Лукин и Красноперов переглянулись, засмеялись.

— Этот ценный опыт, — сказал Красноперов, — по самой высокой таксе я бы оценил в ломаный грош. Дело было так. После посадки мы разгрузились, поставили палатку, пробурили лунку — словом, начали работу; слышу, кто-то рядом топает: летчики, наверное, замерзли, хотят погреться. Распахнул я полу палатки — огромный медведь! Зверюга первый в моей полярной жизни, да еще, как писал Зощенко, «ужасно здоровый, дьявол». Теоретически я был подкован плохо, знал, что в таких случаях следует вежливо поздороваться, спросить, как жена, детишки, чаю предложить. Так то теоретически! Медведь смотрит на меня, облизывается, а я слегка превратился в камень, язык примерз ко рту, но краешком глаза приметил, что летчики забрались на крыло и, сволочи, хохочут. Оружие они держали наготове, но очень интересовались знать, как я прореагирую: приглашу медведя погреться или грохнусь в обморок. Я интуитивно выбрал третий, далеко не лучший вариант: выскочил из палатки, бросился бежать, но подвернул ногу, упал и стал с покорным ужасом ждать развития событий. Секунда, другая, третья — что за черт, никто меня не ест; поднял голову — медведь уходит… Необязательно цитировать слова, которые я высказал летчикам?

— Догадываюсь. Вы, наверное, им сказали, что очень их любите, всех вместе и каждого в отдельности.

— Примерно так, — согласился Красноперов, — с небольшими, но очень важными добавлениями… Рассказывай, Валерий, свою историю, она и в самом деле поучительная.

Рассказ Лукина я успел записать практически дословно. Вот он:

— Прыгать с борта несущегося по льду самолета не так уж сложно: кто из нас в детстве не соскакивал на ходу с подножки трамвая? Конечно, нужна сноровка, но это дело наживное… К концу первой моей экспедиции я уже сделал несколько десятков прыжков и чувствовал себя этаким прожженным профессионалом, которому черт не брат и море по колено. И напрасно, потому что настоящий профи никогда не забудет о мелочах — например, посмотреть себе под ноги.
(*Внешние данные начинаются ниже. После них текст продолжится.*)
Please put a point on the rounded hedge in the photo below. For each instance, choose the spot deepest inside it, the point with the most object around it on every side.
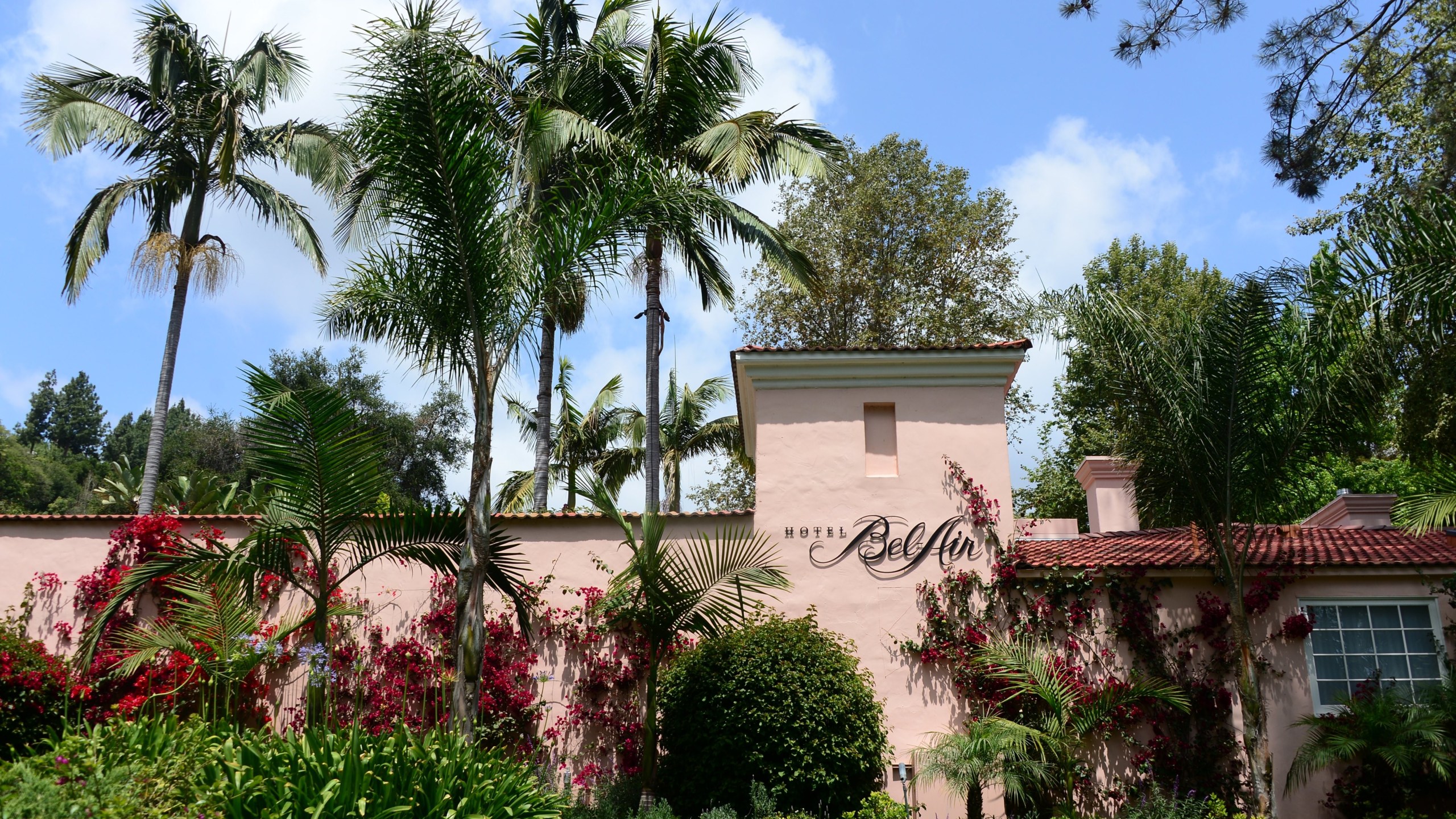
(779, 701)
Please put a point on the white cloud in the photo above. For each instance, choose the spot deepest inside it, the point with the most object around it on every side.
(1081, 190)
(274, 301)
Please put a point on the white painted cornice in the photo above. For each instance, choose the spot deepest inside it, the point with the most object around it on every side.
(839, 369)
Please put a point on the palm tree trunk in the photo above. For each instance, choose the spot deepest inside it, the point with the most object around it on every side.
(1251, 704)
(675, 484)
(191, 229)
(654, 340)
(471, 581)
(315, 701)
(548, 362)
(650, 734)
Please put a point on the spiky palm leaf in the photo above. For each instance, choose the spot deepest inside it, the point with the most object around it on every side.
(1056, 703)
(704, 585)
(1382, 730)
(190, 130)
(587, 444)
(324, 477)
(989, 751)
(686, 431)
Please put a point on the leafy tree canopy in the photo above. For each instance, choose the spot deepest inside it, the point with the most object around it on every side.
(1355, 86)
(906, 251)
(1160, 283)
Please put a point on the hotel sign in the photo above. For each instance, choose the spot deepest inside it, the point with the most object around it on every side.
(888, 547)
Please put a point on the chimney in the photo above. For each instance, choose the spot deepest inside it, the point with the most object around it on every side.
(1349, 509)
(1111, 503)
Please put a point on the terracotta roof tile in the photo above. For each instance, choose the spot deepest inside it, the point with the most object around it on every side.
(1015, 344)
(1273, 545)
(498, 516)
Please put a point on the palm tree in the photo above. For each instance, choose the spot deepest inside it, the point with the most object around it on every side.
(190, 126)
(1219, 410)
(686, 432)
(589, 444)
(677, 118)
(1405, 254)
(1059, 714)
(705, 585)
(1392, 738)
(455, 270)
(321, 524)
(989, 751)
(561, 73)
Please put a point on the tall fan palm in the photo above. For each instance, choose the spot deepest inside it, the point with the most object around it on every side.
(686, 432)
(455, 271)
(1218, 410)
(590, 445)
(319, 527)
(190, 127)
(679, 118)
(704, 585)
(1047, 701)
(989, 751)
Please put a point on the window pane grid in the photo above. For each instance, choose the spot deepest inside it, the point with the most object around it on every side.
(1353, 642)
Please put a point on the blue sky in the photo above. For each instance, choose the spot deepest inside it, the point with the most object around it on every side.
(1090, 149)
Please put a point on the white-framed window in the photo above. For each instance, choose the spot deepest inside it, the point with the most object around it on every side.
(1353, 639)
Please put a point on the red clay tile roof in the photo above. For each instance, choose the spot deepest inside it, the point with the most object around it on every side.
(1273, 545)
(1017, 344)
(120, 518)
(498, 516)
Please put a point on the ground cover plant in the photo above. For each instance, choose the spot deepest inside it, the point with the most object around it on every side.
(164, 767)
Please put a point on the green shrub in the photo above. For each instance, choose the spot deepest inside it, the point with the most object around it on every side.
(150, 768)
(322, 774)
(159, 768)
(878, 805)
(779, 701)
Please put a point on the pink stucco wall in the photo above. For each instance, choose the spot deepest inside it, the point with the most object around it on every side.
(813, 496)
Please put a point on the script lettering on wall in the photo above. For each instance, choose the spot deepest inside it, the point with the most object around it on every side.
(888, 554)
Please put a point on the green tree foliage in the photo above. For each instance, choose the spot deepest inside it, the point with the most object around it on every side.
(1356, 86)
(1394, 751)
(38, 483)
(704, 585)
(688, 432)
(190, 131)
(1222, 408)
(38, 420)
(421, 448)
(1161, 284)
(905, 250)
(160, 768)
(778, 701)
(79, 421)
(730, 486)
(589, 444)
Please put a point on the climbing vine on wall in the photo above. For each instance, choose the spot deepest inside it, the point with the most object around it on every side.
(1083, 615)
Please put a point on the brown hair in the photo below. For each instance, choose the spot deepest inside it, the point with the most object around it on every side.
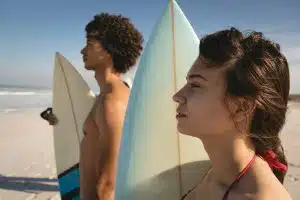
(119, 37)
(256, 69)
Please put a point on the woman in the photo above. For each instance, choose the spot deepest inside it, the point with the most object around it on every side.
(235, 101)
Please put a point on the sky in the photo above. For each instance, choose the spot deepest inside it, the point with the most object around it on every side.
(32, 31)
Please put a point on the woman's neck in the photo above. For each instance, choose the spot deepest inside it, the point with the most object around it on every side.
(228, 156)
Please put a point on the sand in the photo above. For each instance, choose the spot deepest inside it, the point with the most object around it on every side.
(27, 169)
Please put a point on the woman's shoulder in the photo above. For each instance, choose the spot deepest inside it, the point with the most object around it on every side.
(265, 185)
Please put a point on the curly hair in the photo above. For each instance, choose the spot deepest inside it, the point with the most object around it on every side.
(257, 69)
(119, 38)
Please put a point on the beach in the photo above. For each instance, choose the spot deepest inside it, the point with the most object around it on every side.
(27, 170)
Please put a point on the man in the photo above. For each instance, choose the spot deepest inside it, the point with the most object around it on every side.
(113, 45)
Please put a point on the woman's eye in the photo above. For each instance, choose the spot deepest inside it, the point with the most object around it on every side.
(193, 85)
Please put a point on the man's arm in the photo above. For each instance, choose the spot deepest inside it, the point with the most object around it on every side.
(112, 114)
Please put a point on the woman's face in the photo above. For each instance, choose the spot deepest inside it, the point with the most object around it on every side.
(201, 109)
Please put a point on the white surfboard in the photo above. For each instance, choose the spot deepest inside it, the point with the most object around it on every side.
(155, 161)
(72, 101)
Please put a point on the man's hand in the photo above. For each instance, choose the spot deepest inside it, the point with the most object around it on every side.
(49, 116)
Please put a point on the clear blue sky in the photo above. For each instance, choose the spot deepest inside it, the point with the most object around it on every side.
(32, 31)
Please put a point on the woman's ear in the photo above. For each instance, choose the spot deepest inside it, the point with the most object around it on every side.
(241, 108)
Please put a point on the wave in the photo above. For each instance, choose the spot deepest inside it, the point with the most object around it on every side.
(29, 93)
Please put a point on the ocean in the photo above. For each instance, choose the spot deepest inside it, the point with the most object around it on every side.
(17, 98)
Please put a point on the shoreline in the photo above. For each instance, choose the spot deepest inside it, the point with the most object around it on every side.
(28, 167)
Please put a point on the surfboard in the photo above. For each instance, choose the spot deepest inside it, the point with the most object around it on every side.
(155, 161)
(72, 101)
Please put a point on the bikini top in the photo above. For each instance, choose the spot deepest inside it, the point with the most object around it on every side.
(240, 175)
(270, 157)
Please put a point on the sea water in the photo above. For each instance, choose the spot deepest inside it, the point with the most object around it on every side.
(17, 98)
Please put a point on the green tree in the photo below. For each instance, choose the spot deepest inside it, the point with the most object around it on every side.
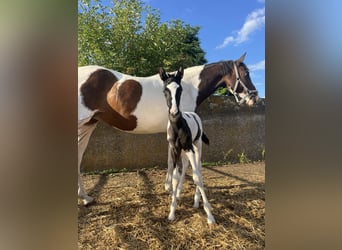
(128, 36)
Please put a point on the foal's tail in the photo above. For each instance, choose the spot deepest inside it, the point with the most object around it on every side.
(205, 139)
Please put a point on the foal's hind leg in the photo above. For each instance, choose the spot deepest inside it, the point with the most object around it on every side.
(197, 177)
(84, 133)
(185, 164)
(175, 181)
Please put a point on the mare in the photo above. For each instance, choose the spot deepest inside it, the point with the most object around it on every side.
(136, 104)
(185, 135)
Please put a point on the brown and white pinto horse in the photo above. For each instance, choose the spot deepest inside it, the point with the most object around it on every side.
(137, 105)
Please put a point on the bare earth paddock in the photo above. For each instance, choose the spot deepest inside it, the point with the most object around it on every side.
(131, 211)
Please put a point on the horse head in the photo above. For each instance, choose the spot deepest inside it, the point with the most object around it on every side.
(172, 89)
(238, 82)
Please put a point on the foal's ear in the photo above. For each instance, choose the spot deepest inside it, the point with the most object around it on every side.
(162, 74)
(241, 59)
(180, 72)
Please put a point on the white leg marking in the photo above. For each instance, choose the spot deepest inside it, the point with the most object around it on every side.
(185, 163)
(169, 171)
(175, 180)
(197, 177)
(84, 133)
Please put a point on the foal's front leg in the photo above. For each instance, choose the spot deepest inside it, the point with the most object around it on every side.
(169, 170)
(185, 164)
(175, 181)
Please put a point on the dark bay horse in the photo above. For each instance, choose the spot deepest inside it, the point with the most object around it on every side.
(137, 105)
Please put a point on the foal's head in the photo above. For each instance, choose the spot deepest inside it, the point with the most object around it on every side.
(172, 89)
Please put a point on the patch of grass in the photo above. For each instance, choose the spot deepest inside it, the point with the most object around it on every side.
(243, 159)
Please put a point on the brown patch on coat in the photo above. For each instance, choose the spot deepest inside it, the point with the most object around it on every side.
(125, 98)
(97, 94)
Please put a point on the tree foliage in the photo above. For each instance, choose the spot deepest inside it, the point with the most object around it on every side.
(128, 36)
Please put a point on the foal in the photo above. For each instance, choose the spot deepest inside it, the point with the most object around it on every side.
(184, 134)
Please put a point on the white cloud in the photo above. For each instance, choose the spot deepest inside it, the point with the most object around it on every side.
(258, 66)
(254, 21)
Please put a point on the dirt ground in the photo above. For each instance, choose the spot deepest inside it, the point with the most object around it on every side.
(131, 211)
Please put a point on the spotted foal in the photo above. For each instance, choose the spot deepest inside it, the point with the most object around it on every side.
(184, 134)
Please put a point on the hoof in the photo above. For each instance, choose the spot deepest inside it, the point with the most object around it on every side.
(171, 217)
(87, 200)
(167, 187)
(211, 220)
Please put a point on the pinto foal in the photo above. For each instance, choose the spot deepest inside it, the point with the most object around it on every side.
(184, 134)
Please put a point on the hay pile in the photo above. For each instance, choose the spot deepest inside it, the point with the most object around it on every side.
(132, 208)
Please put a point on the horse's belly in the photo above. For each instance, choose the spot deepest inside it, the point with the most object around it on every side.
(151, 120)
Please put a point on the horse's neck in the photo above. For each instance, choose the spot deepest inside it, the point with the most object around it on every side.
(206, 85)
(176, 121)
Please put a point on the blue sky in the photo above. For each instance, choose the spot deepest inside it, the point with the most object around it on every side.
(228, 29)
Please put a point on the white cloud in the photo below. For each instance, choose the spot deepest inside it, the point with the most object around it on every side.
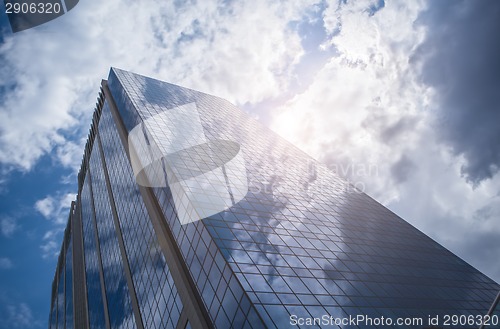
(5, 263)
(54, 70)
(8, 226)
(55, 208)
(19, 315)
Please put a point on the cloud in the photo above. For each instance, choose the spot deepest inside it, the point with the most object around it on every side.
(8, 226)
(368, 107)
(18, 315)
(5, 263)
(364, 106)
(464, 75)
(218, 48)
(55, 208)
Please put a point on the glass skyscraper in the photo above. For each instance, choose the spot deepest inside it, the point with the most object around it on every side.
(191, 214)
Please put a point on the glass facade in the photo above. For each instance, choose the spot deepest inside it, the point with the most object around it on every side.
(300, 243)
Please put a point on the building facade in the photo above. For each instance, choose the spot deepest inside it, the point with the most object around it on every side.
(191, 214)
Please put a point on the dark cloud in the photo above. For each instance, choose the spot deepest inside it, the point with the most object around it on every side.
(402, 169)
(460, 59)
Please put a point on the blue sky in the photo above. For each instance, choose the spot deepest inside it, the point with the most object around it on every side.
(401, 98)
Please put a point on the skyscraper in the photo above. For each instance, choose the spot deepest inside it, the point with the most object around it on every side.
(191, 214)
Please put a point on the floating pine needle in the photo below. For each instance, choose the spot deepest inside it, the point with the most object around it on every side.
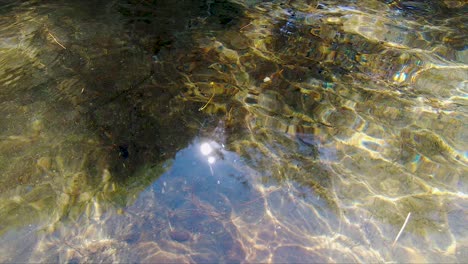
(211, 98)
(56, 41)
(401, 230)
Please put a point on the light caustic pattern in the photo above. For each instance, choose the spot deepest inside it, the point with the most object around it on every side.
(338, 122)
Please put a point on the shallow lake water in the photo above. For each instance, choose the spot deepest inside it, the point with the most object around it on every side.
(229, 131)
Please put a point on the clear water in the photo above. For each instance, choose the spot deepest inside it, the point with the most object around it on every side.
(233, 131)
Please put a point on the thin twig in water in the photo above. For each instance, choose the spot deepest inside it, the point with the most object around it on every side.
(209, 101)
(401, 230)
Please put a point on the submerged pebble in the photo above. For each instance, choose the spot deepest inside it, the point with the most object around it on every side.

Выпрыгнул с буром, и вдруг — сильный рывок и меня потащило по льду: ногу перехлестнула стропа моторного чехла, капроновая лямка толщиной шесть сантиметров. А самолет-то продолжает мчаться! Впервые я понял — на своем опыте, а не из литературы, — что ощущает человек, привязанный к обезумевшей лошади. Но тогда я думал о другом: во-первых, о том, что в полуметре от меня на скорости несется лыжонок, и стоит самолету чуть-чуть повернуть налево, как этот лыжонок «попробует меня на прочность»; во-вторых, о том, как достать из кармана и открыть складной нож, чтобы перерезать стропу.